In this problem, you will be working with the ames_housing.csv dataset (available on Courseworks). It contains information about the homes sold in Ames, Iowa, between 2006 and 2010. The dataset includes 18 variables and covers a wide range of home characteristics. For the purpose of this assignment, you are going to work with the following variables:

  • Sales_Price - Sale Price
  • Neighborhood - Physical locations within Ames city limits
  • Roof_Style - Type of roof
  • Fence - Fence quality
  • TotRms_AbvGrd - Total rooms above grade (does not include bathrooms)
  • Gr_Liv_Area - Above grade(ground) living area square feet

 

  1. Plot a histogram of the Sale_Price variable: add labels (title, subtitle, x and y labels); adjust the limits of the x axis by adding new ticks to it (step size = 100,000) and changing the angle of ticks to 60; change the theme to minimal; change the colors of bins and bin outlines (it is up to you to pick colors); add a blue vertical line that represents the mean value of the variable.

 

  1. Use a stacked barplot to visualize the relationship between these two categorical variables (make sure the bars have the same height); add labels to the plot (title, subtitle, x and y labels).

 

  1. Plot a boxplot of the Sales_Price variable reflecting the North_Ames and College_Creek neighborhoods; add black dots to these boxplots that represent the average prices in these groups; make boxplots transparent (use transparency rate of 0.45).

 

  1. Add a new variable to the dataset (name it Rooms) that will split all homes in the dataset into the following three groups based on the total number of rooms above the ground: "2-4", "5-8", and "9 or more". In other words, you need to create a factor variable with 3 levels by converting the TotRms_AbvGrd variable. (Hint: you might want to check out the case_when() function from dpyr package).

    Plot a barplot of the Rooms variable: add labels to this barplot that display the exact frequency of each category. Plot another barplot of the Rooms variable with labels that display the frequency of each category as percentages. Now create a composition (assemble) of these plots (it is up to you to pick a layout).
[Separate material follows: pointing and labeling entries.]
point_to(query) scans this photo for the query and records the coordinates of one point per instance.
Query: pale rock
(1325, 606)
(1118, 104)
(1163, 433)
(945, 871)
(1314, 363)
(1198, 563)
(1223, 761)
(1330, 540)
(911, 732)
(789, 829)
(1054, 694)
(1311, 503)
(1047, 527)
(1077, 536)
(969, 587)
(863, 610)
In other words, combine these barplots in one plot.

 

  1. Plot the Sale_Price variable (Y) against the Gr_Liv_Area variable (X): add labels to the scatterplot (title, subtitle, caption, x and y labels) and change their colors; change the size and shape of datapoints; change the color of datapoints based on the Rooms variable; move the legends to the left.

 

  1. Plot the Sale_Price variable (Y) against the Gr_Liv_Area variable (X) for each level of the Rooms variable separately, using facets.